The ancient and dilapidated train station of Tetouan, famous for its Spanish castle-like architecture and closed for decades, is about to open its doors as a beautiful gem of an art museum. One of my favorite questions to ask taxi drivers is “What are they doing with the old train station?” the answers range from “They are fixing it up to make a museum” to “it will always be closed … they have talked about many ideas but they have been painting it for years.”
Truth be told, they HAVE been fixing it up … in the past year, in particular. And more than a fresh coat of paint too. New security cameras keep watch over newly tiled patios, gardens and a gated parking area. Green mirrored glass fills all the lower and second level windows to protect the artwork within. In mid-March, the signage went up on the facade in both Arabic and Spanish. They are still installing all of the green iron fencing across the streetside front, but it should all be in place for a May 2012 opening. And that is the word from the inside.

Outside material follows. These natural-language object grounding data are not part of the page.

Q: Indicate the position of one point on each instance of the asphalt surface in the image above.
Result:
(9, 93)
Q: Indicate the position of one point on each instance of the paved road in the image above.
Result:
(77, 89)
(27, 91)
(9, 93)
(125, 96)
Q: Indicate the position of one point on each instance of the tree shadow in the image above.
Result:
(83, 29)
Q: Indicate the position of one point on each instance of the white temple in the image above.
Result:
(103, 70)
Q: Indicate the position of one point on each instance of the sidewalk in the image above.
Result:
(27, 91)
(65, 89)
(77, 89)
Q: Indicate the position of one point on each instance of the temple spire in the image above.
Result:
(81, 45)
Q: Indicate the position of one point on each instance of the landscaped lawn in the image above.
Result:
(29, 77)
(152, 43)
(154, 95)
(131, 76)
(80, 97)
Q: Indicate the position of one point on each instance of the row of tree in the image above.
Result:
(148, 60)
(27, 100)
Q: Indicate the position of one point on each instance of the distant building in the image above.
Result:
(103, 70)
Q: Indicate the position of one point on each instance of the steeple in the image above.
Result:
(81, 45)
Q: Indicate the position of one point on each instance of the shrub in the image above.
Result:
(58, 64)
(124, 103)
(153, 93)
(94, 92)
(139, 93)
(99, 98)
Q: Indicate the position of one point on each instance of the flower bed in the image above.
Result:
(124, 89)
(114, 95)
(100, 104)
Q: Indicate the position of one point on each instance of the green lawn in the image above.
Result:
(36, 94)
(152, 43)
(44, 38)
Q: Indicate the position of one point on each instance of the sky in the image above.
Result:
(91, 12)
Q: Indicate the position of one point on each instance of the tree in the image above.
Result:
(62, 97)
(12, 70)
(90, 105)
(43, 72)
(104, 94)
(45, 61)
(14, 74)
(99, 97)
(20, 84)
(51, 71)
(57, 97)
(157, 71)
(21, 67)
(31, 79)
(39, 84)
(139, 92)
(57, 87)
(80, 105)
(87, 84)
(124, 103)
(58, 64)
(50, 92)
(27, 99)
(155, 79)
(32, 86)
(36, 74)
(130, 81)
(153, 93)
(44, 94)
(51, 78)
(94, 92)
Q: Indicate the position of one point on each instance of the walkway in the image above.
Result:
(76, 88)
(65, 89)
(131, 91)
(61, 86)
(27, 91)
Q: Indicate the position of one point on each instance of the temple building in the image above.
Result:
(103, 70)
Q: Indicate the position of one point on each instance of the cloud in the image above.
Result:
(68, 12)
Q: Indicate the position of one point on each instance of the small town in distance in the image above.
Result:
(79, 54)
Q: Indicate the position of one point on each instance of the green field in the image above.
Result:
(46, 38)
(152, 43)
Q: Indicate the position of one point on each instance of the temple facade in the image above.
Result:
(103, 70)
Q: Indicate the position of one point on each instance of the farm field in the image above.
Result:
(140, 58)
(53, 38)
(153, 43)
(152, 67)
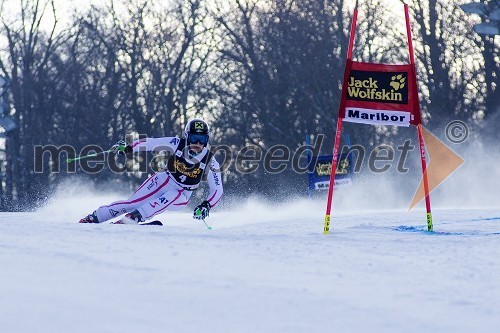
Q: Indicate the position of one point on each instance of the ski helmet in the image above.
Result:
(197, 131)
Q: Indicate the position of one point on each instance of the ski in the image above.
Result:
(156, 222)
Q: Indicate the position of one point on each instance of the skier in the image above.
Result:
(170, 189)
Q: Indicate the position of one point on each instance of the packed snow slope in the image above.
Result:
(262, 268)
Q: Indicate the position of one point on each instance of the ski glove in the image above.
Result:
(202, 210)
(121, 148)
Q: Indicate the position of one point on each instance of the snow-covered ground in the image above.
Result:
(261, 269)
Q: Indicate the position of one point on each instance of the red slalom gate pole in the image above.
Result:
(416, 107)
(335, 158)
(424, 175)
(326, 227)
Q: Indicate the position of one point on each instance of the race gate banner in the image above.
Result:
(319, 172)
(379, 94)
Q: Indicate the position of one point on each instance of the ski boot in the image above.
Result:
(91, 218)
(130, 218)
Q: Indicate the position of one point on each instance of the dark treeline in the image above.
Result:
(261, 72)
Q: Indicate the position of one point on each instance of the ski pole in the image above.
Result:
(208, 227)
(69, 160)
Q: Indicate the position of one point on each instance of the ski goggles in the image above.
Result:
(198, 138)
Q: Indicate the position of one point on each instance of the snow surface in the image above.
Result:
(261, 269)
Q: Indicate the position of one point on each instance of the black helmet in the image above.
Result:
(197, 131)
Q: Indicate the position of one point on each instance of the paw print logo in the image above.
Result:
(398, 82)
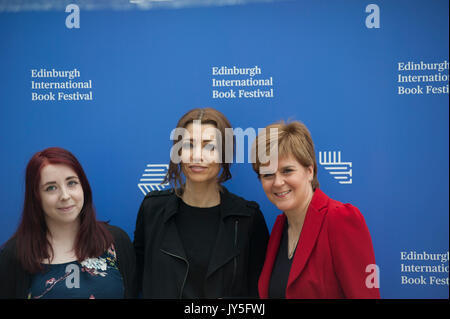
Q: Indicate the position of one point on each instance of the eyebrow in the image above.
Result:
(53, 182)
(203, 141)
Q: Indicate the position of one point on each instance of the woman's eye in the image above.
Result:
(50, 188)
(72, 183)
(210, 147)
(187, 145)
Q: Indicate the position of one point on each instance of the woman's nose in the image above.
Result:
(279, 180)
(197, 154)
(64, 194)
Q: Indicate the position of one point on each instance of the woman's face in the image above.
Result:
(61, 194)
(289, 188)
(200, 155)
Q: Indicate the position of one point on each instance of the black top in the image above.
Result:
(198, 231)
(16, 282)
(281, 268)
(235, 261)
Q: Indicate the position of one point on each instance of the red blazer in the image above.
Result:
(332, 254)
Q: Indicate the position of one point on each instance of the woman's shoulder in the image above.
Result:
(155, 197)
(343, 214)
(117, 232)
(8, 249)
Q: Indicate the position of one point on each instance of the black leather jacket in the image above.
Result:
(236, 261)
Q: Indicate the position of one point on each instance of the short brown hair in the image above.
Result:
(205, 116)
(293, 139)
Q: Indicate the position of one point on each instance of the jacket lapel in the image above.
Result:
(308, 236)
(171, 242)
(271, 255)
(225, 247)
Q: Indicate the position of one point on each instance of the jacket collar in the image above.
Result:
(230, 205)
(308, 236)
(310, 231)
(224, 247)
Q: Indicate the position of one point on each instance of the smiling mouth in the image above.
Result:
(197, 169)
(282, 194)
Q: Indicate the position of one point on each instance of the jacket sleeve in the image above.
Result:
(139, 245)
(258, 245)
(7, 271)
(352, 251)
(127, 260)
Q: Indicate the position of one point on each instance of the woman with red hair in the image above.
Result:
(60, 250)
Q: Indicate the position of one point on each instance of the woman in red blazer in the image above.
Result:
(319, 247)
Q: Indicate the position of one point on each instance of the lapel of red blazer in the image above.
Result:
(271, 255)
(308, 236)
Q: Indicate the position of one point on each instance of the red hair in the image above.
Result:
(92, 240)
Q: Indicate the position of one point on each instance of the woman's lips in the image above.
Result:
(66, 209)
(282, 194)
(197, 169)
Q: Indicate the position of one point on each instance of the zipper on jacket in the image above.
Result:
(187, 270)
(236, 222)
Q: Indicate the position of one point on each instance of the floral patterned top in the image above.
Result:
(93, 278)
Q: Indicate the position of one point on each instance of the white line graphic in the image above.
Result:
(153, 177)
(341, 171)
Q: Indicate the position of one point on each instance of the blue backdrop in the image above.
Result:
(335, 65)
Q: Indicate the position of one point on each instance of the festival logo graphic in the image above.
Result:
(153, 177)
(341, 171)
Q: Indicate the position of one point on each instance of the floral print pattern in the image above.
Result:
(97, 267)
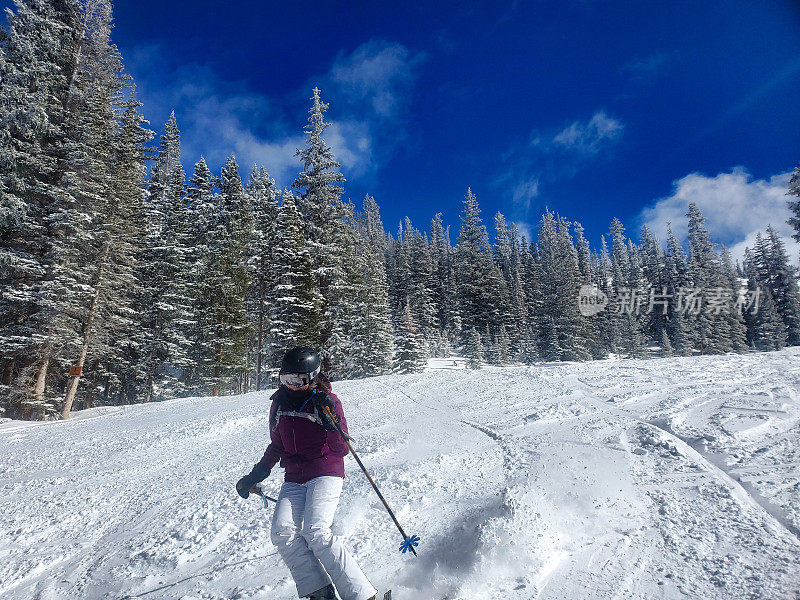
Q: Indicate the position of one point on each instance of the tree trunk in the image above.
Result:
(87, 333)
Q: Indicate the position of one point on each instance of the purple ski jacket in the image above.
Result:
(298, 440)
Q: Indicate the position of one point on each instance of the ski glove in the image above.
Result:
(257, 475)
(321, 402)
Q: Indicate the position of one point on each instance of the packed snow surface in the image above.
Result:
(668, 478)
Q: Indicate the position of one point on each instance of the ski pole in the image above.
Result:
(408, 542)
(259, 491)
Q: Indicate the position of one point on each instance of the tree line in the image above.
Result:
(120, 286)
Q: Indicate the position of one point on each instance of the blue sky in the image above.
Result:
(593, 109)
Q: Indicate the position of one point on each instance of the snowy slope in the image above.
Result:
(671, 478)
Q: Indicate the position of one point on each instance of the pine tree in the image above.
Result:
(321, 211)
(43, 214)
(562, 329)
(794, 205)
(295, 315)
(444, 298)
(479, 283)
(164, 271)
(113, 233)
(783, 285)
(372, 335)
(231, 238)
(410, 354)
(473, 349)
(734, 316)
(201, 203)
(677, 279)
(261, 255)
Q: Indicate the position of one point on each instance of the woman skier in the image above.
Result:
(312, 451)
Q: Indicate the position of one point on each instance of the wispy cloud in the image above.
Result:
(378, 74)
(736, 207)
(590, 137)
(647, 68)
(372, 87)
(554, 154)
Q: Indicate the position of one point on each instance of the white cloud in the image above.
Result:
(368, 91)
(589, 138)
(648, 67)
(552, 155)
(736, 207)
(525, 229)
(378, 73)
(525, 192)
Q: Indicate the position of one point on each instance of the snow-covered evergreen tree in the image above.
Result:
(765, 328)
(794, 205)
(322, 212)
(473, 348)
(372, 332)
(562, 329)
(263, 197)
(677, 279)
(479, 282)
(44, 216)
(295, 301)
(164, 272)
(782, 284)
(231, 238)
(410, 354)
(201, 203)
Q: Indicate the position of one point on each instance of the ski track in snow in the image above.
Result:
(620, 479)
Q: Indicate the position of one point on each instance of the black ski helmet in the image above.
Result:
(301, 360)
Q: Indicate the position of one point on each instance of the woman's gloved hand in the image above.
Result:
(321, 402)
(257, 475)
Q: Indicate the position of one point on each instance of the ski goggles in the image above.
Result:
(297, 379)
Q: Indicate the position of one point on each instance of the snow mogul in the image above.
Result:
(306, 442)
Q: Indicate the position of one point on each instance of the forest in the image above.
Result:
(125, 279)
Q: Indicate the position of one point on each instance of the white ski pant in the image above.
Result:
(301, 530)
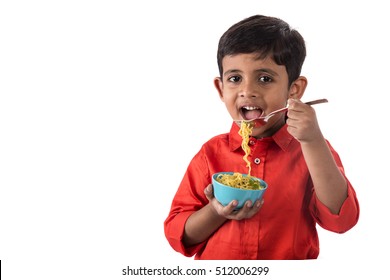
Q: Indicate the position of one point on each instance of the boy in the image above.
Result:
(260, 60)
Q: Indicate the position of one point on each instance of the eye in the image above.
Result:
(265, 79)
(234, 79)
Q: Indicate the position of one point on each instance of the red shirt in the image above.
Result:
(285, 226)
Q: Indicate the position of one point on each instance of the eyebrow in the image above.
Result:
(266, 70)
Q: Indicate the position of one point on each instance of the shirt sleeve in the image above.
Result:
(349, 212)
(188, 199)
(344, 220)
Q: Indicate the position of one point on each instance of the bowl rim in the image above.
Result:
(262, 182)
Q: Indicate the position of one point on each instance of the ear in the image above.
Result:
(297, 88)
(219, 86)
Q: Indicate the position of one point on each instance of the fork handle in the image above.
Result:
(317, 101)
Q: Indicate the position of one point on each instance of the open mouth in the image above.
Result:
(250, 112)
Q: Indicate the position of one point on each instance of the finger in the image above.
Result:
(208, 191)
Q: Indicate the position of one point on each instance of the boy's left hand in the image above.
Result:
(302, 121)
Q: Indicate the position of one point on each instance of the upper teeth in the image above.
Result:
(250, 108)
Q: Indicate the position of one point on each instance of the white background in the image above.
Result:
(91, 153)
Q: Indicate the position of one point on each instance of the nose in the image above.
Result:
(248, 90)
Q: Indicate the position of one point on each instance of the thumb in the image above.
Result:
(208, 191)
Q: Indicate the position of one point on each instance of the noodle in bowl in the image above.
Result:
(225, 194)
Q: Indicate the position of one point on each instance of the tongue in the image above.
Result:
(252, 114)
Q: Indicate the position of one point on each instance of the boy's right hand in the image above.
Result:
(229, 211)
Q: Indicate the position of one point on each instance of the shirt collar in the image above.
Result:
(282, 138)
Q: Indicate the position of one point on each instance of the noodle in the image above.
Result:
(237, 180)
(245, 131)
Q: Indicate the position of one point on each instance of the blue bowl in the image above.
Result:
(225, 194)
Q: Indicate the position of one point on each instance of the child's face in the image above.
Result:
(250, 86)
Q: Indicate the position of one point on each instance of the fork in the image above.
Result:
(262, 120)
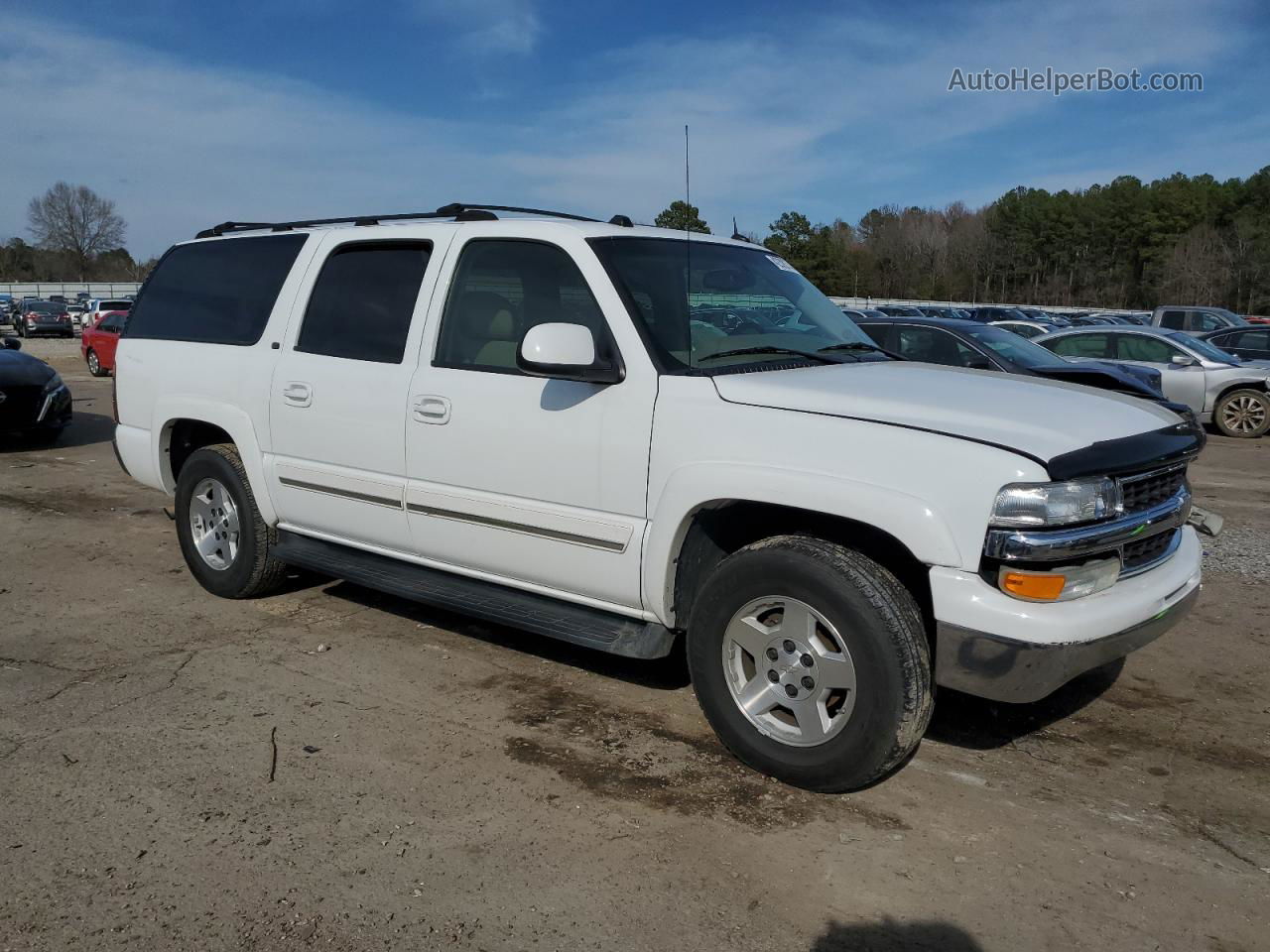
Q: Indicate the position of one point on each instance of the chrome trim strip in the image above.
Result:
(344, 493)
(607, 544)
(1055, 544)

Everytime I have passed it in the last 6 months my curiosity has grown. And today, I had the distinct privilege of meeting with director Bouabid Bouzaid, inside the museum itself. [I’ll write more about Bouzaid in an upcoming post because I am a new fan of his artwork, which combines figurative painting and recycled parts and pieces in very powerful vingettes !] From his spacious office, he has beenoverseeing the renovations of the building and preparation of the gallery spaces since 2007.
The main entrance off the parking lot in the rear, is through a green glass cube and welcomes you into the center of the museum where a large sunlit space reaches up to pyramid glass skylights. Here, welded figurative sculptures flank the administrative offices and welcome area. To the right a colonaded gallery has its walls lined with traditional paintings from the last century by Bertucci, Serguini and others while a central space glows with more skylight sun and stone sculpture.
Next we went upstairs to see works by the full roster of Moroccan painters and sculptors. These range from realistic to abstract, impressionistic to contemporary and from the last several decades of accomplished artists, including several works by Bouzaid himself. At the other end of the second floor gallery we descended to the south gallery, dedicated to contemporary works by today’s leading artists. Large representative works by Hassan Echair, Safaa Erruas, Faisal Benkiran, Abdelkarim Ouazani, and others fill this spacious hall.
Even with the lights out, this museum is bright and spacious, with ample room for future additions and special exhibits. The plan is to get the main museum up and running before they finish constructing the essential pieces for changing exhibits, such as those of visiting foreign artists or traveling collections. The educational elements in the foyer, such as panels explaning the history of the building, seem partially finished as well, but from the initial installations, seem very crisp and strong.